Его любовь к матери так ревнива и приправлена такой острой обидой, что близка ненависти.
Немного арифметики: в начале пьесы Константину 25, матери его 43, т.е. родила она сына совсем юной, 18 лет. Как же она, по какой горячке, девочка из хорошей дворянской семьи подалась в артистки? Где нашла мужа своего – известного артиста, но всего лишь киевского мещанина? Её упрекают в скупости. – Видимо, хорошо хлебнула жизни, раз боится расстаться с деньгами. А была, возможно, когда-то так же романтически настроена, как Нина Заречная.
Тригорину сорок будет ещё нескоро, несмотря на популярность, большим писателем себя не сознаёт, для него писательство – труд, порой выматывающий.

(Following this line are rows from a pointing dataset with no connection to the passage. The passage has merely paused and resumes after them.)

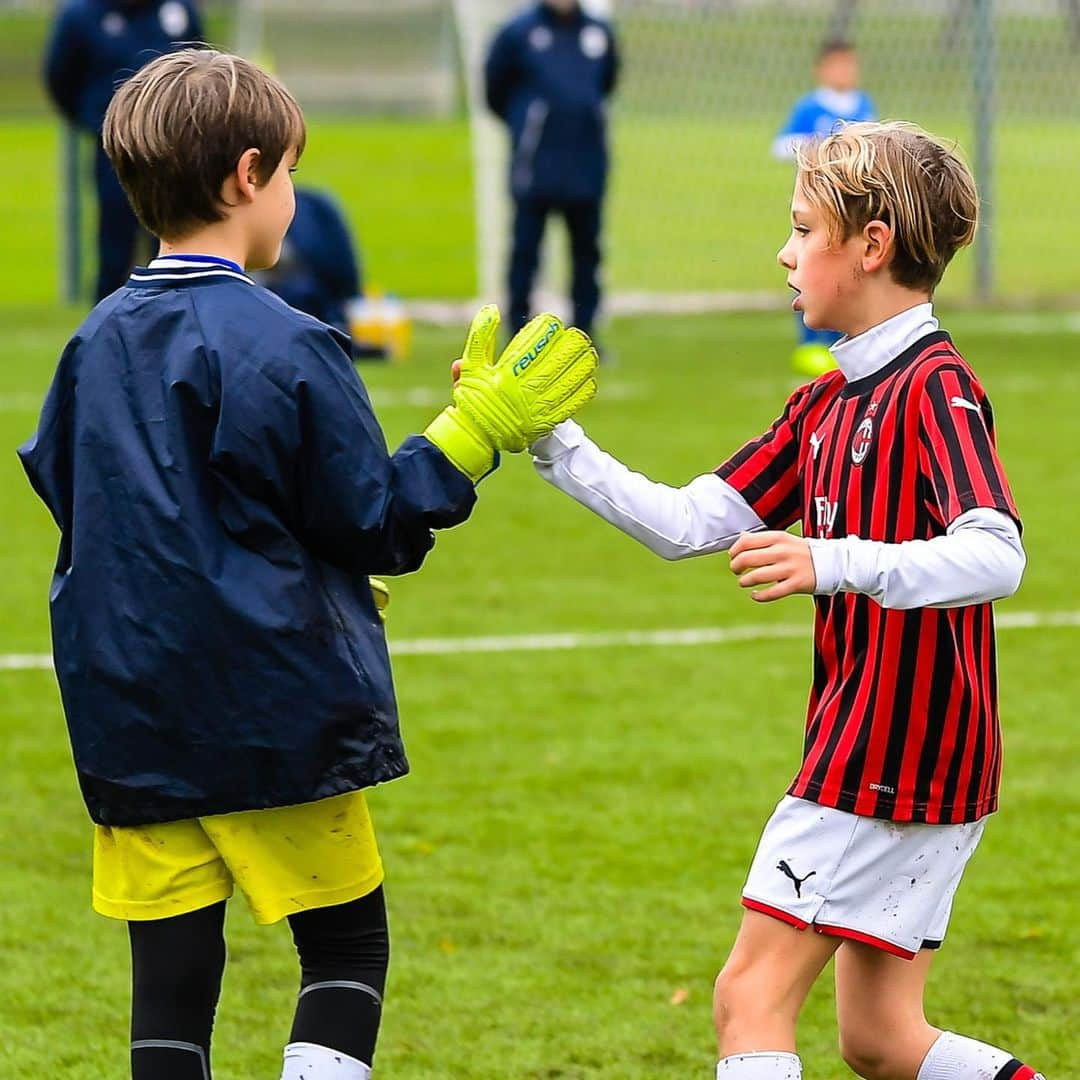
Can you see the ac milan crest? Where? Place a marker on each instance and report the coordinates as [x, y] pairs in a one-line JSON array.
[[861, 442]]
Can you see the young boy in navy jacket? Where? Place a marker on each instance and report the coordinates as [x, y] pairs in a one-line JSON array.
[[223, 491]]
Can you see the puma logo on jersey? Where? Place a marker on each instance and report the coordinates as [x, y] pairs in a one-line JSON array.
[[796, 880], [826, 515]]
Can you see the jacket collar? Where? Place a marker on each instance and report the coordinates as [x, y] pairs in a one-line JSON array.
[[187, 269]]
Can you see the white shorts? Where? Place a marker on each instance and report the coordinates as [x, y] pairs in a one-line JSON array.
[[882, 882]]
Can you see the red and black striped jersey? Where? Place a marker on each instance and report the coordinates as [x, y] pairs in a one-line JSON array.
[[903, 718]]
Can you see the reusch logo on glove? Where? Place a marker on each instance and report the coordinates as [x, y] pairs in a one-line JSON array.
[[536, 350]]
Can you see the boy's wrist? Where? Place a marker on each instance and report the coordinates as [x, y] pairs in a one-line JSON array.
[[828, 562]]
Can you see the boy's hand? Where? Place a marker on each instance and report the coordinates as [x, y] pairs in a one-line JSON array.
[[541, 378], [779, 561]]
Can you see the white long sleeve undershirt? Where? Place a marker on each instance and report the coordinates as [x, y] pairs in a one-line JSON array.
[[980, 558]]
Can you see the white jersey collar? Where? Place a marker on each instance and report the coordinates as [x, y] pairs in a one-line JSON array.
[[869, 351]]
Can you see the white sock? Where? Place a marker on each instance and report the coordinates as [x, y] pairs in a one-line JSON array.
[[957, 1057], [307, 1061], [769, 1066]]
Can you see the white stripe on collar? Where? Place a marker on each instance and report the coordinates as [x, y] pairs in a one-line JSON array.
[[869, 351]]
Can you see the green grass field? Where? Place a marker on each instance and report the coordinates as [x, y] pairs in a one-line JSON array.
[[566, 858]]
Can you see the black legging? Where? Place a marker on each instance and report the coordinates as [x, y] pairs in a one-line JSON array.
[[176, 979]]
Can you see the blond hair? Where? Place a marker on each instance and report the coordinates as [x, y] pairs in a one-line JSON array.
[[896, 173], [179, 125]]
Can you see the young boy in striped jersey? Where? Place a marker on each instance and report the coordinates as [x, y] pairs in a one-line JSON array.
[[909, 531]]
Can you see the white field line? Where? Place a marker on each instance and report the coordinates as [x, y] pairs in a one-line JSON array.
[[604, 639]]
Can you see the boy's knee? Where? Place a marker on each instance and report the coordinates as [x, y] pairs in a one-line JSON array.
[[734, 998], [866, 1056], [345, 941]]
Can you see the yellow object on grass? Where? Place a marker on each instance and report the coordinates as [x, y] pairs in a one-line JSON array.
[[812, 360], [283, 860]]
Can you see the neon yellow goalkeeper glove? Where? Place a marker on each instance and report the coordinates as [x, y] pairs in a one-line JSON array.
[[380, 593], [542, 377]]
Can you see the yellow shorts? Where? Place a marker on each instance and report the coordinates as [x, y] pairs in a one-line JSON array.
[[285, 860]]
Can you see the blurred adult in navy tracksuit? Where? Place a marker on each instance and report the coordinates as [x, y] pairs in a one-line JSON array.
[[548, 76], [319, 271], [95, 44]]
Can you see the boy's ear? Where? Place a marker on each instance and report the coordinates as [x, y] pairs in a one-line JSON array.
[[877, 245], [241, 184]]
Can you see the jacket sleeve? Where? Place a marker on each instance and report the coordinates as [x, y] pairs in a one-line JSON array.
[[300, 446], [48, 455], [65, 68], [500, 72]]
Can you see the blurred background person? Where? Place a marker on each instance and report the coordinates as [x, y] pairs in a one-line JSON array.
[[835, 99], [548, 76], [94, 45]]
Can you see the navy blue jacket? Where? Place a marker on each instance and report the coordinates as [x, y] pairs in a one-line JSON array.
[[95, 44], [548, 77], [223, 490]]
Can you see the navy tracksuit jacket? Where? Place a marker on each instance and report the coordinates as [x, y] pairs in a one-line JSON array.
[[548, 77]]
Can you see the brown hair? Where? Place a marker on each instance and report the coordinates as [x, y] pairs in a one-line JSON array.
[[896, 173], [177, 127]]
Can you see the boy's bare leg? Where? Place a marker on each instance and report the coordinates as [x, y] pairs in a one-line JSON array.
[[761, 987], [883, 1029]]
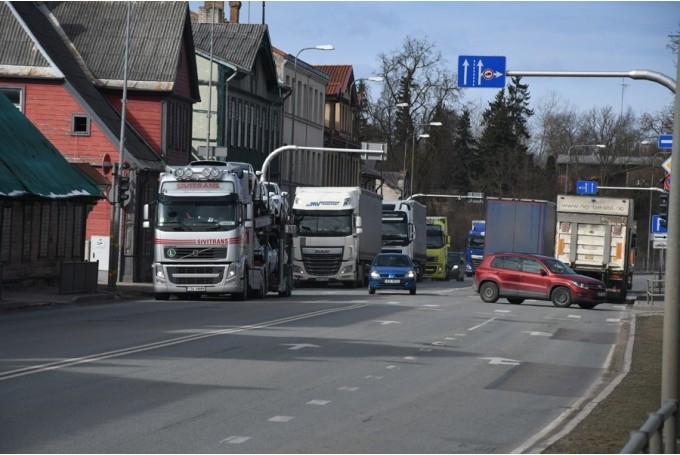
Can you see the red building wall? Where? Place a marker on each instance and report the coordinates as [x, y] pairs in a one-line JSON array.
[[49, 106]]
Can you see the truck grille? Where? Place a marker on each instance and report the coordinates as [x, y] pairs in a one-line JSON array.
[[190, 253], [322, 264], [189, 276]]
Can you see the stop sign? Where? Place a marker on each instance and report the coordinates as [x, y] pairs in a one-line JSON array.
[[106, 164]]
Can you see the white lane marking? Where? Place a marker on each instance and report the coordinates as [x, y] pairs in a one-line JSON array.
[[235, 440], [281, 419], [297, 347], [162, 344], [500, 361], [482, 324]]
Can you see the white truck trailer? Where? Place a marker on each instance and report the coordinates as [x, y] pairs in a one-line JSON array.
[[404, 225], [597, 236], [209, 238], [339, 232]]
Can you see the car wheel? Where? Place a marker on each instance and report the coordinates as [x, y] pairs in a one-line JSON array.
[[489, 292], [561, 297], [587, 305]]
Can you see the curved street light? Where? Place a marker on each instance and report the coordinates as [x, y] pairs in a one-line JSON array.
[[566, 172], [319, 47], [413, 147]]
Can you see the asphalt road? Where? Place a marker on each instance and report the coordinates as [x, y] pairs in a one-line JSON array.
[[328, 370]]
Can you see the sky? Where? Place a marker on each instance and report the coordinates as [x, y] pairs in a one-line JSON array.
[[533, 36]]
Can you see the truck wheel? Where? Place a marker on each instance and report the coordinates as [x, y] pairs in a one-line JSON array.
[[561, 297], [489, 292]]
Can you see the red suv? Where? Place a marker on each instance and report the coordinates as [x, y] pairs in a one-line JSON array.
[[519, 276]]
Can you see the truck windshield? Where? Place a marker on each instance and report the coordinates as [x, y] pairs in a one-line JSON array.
[[435, 238], [395, 232], [192, 214], [323, 223], [476, 242]]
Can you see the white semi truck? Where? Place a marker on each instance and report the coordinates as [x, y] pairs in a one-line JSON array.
[[212, 236], [404, 224], [597, 236], [339, 232]]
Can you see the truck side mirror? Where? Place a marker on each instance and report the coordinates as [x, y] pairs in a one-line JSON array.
[[146, 224]]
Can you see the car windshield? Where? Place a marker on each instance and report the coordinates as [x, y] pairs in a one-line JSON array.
[[559, 267], [391, 261]]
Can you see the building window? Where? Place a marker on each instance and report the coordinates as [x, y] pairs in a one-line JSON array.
[[15, 95], [5, 233], [80, 125]]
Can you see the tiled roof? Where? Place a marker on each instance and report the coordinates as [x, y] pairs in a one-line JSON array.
[[237, 44], [31, 165], [341, 78]]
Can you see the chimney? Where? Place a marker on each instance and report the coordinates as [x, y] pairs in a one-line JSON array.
[[211, 12], [234, 8]]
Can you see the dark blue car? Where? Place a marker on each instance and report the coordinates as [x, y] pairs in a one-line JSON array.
[[393, 271]]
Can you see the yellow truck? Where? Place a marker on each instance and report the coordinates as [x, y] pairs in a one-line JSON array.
[[438, 242]]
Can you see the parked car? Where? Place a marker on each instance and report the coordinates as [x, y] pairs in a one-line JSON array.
[[392, 271], [455, 263], [519, 276]]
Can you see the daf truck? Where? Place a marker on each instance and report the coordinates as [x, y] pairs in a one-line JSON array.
[[404, 224], [438, 241], [597, 237], [210, 237], [339, 232]]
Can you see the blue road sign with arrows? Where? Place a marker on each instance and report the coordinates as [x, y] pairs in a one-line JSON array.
[[586, 187], [481, 71], [666, 141], [659, 225]]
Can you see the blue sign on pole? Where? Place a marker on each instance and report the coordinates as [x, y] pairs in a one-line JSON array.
[[659, 225], [481, 71], [586, 187], [666, 141]]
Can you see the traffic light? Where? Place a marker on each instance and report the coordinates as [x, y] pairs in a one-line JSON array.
[[663, 205], [123, 188]]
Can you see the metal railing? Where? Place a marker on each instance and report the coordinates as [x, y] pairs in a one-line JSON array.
[[659, 431]]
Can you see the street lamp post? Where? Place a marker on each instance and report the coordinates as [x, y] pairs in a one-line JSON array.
[[566, 172], [413, 146], [320, 47]]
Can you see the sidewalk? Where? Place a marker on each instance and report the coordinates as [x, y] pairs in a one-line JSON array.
[[18, 297]]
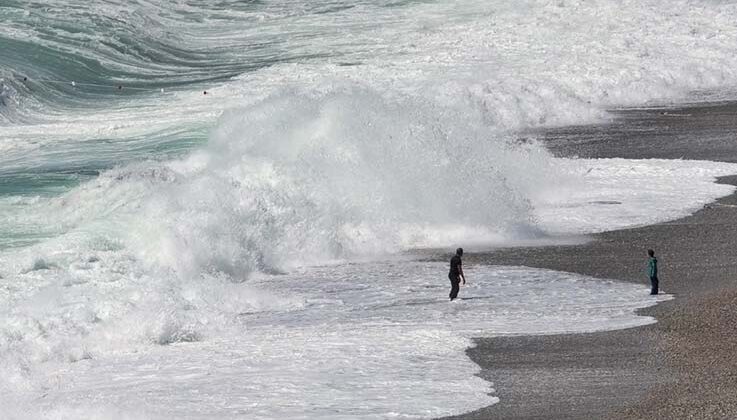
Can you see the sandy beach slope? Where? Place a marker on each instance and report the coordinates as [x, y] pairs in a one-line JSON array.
[[684, 366]]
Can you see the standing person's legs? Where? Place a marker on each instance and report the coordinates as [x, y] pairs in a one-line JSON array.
[[654, 284], [454, 287]]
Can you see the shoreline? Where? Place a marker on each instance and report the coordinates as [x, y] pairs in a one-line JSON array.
[[662, 370]]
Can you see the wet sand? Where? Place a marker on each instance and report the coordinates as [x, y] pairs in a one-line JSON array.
[[684, 366]]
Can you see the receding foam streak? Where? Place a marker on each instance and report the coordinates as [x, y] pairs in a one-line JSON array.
[[331, 132], [371, 340]]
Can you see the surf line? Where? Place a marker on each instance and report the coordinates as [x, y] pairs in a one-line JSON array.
[[73, 83]]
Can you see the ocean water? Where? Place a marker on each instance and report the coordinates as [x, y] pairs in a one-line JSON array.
[[210, 209]]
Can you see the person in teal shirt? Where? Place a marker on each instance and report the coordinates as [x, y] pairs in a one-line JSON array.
[[652, 271]]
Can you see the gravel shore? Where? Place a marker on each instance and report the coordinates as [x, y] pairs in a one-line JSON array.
[[685, 365]]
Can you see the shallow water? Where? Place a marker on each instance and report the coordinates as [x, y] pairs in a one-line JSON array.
[[140, 214]]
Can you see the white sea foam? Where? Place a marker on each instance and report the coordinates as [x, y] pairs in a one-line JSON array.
[[362, 131], [370, 340]]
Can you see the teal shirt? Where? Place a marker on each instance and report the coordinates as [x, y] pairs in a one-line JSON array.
[[652, 267]]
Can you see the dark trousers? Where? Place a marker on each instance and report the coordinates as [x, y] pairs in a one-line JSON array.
[[455, 285], [654, 285]]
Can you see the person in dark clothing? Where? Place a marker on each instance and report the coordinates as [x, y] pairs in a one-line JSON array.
[[456, 273], [652, 271]]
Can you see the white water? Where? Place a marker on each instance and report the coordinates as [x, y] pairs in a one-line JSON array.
[[145, 294]]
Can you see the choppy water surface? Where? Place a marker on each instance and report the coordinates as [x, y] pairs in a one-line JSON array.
[[146, 222]]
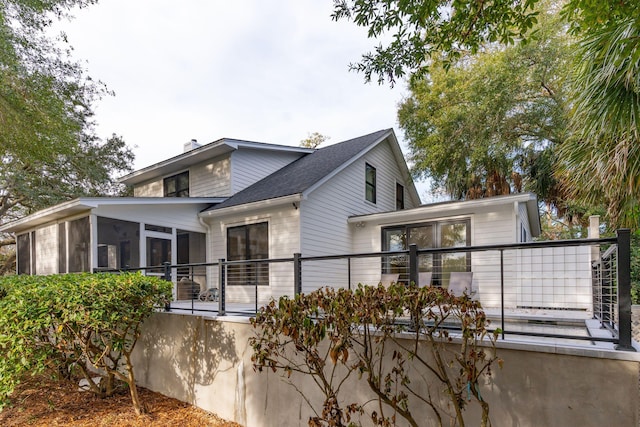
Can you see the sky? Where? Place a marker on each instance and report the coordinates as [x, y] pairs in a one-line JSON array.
[[261, 70]]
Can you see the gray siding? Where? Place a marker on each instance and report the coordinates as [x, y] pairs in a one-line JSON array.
[[250, 166], [211, 178], [284, 232], [324, 215], [47, 249]]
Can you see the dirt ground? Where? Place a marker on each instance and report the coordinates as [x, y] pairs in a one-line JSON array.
[[41, 402]]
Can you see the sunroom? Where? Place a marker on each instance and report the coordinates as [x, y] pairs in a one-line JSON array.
[[93, 234]]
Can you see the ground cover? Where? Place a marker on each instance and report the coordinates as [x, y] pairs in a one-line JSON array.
[[43, 402]]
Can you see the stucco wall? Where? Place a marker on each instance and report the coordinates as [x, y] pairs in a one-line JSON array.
[[207, 362]]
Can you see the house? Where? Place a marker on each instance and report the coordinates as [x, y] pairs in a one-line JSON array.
[[240, 200]]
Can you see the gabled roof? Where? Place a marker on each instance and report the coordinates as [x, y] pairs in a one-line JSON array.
[[307, 172], [456, 207], [201, 154]]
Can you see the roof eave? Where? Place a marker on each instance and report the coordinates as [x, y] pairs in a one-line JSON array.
[[84, 204], [455, 208], [246, 207]]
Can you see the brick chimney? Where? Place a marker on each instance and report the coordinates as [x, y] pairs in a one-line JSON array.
[[188, 146]]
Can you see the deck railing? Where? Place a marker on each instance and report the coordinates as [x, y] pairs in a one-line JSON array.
[[541, 285]]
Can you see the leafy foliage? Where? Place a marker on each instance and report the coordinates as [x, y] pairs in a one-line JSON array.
[[49, 151], [73, 322], [635, 268], [397, 340], [314, 140], [421, 29]]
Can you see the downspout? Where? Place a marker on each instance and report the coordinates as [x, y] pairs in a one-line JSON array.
[[209, 249]]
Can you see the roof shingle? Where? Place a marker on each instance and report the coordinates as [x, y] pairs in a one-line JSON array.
[[303, 173]]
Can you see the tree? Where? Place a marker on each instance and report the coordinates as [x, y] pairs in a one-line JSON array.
[[48, 148], [606, 69], [489, 123], [313, 140], [602, 158], [67, 324], [421, 29]]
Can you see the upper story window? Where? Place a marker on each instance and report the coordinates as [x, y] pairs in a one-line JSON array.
[[177, 185], [370, 183], [399, 196], [428, 235]]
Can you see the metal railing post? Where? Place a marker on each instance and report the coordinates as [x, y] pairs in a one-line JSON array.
[[297, 274], [167, 271], [221, 287], [413, 263], [167, 277], [502, 291], [624, 290]]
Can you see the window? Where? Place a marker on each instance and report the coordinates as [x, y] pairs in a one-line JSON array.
[[443, 234], [370, 183], [118, 243], [524, 236], [248, 242], [62, 247], [177, 185], [158, 251], [399, 196], [79, 239]]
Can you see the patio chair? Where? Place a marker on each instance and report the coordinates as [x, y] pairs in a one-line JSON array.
[[460, 282], [424, 279], [387, 279], [210, 294]]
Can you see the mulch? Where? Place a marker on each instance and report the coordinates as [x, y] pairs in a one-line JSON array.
[[40, 401]]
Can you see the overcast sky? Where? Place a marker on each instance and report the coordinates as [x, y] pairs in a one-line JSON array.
[[261, 70]]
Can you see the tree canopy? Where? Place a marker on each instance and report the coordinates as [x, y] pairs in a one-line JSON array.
[[599, 161], [49, 151], [489, 123]]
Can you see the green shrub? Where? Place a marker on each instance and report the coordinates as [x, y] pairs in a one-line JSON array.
[[382, 336], [635, 268], [75, 321]]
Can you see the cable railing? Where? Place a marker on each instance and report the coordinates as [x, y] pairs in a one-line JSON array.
[[548, 289]]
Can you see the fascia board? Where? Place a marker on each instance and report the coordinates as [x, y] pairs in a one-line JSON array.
[[248, 207]]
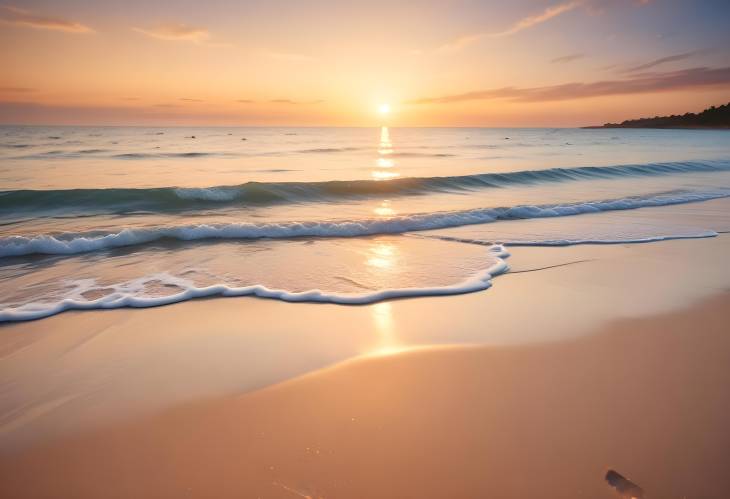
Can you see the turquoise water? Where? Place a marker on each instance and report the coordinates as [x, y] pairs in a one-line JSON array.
[[123, 216]]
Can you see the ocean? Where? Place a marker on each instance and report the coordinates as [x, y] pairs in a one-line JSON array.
[[110, 217]]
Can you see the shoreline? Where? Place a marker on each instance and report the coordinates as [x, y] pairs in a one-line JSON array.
[[85, 369], [645, 396]]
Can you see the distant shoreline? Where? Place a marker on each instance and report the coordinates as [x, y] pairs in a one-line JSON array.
[[678, 127], [712, 118]]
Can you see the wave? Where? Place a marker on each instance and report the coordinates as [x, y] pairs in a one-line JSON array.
[[131, 294], [73, 243], [170, 199]]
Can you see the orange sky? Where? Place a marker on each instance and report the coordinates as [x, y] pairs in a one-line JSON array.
[[456, 63]]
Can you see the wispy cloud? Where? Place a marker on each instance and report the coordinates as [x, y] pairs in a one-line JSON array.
[[524, 23], [567, 58], [21, 17], [295, 102], [664, 60], [176, 32], [289, 56], [534, 20], [645, 83]]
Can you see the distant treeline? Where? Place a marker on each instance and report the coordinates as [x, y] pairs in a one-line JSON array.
[[713, 117]]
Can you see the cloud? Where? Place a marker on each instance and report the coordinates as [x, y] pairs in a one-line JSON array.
[[534, 20], [663, 60], [294, 102], [289, 56], [524, 23], [567, 58], [26, 18], [176, 32], [644, 83]]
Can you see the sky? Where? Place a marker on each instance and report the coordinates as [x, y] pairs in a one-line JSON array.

Он не обличает и не ведёт за собой. Ему даже неловко, без всякого кокетства, искренне неловко, что кто-то возносит его на пьедестал. Он работает честно, не халтурит, большего он за собой не признаёт. И что-то ему устало… Именно так – не он устал, а ему устало. Всё, кроме рыбной ловли.
И вдруг в его довольно рутинное существование врывается восторженная, влюблённая девочка. И ему на какой-то миг почудилось, что эта чужая энергия способна вдохнуть в него жизнь.
Он ощущает эту чужую влюблённость, сам не умея любить, не любящий никого, ощущает её как свой последний шанс. Он хочет заразиться, зарядиться молодым восторгом, но, увы, для поступка нужна энергия, а он давно потерял внутренний свой огонь.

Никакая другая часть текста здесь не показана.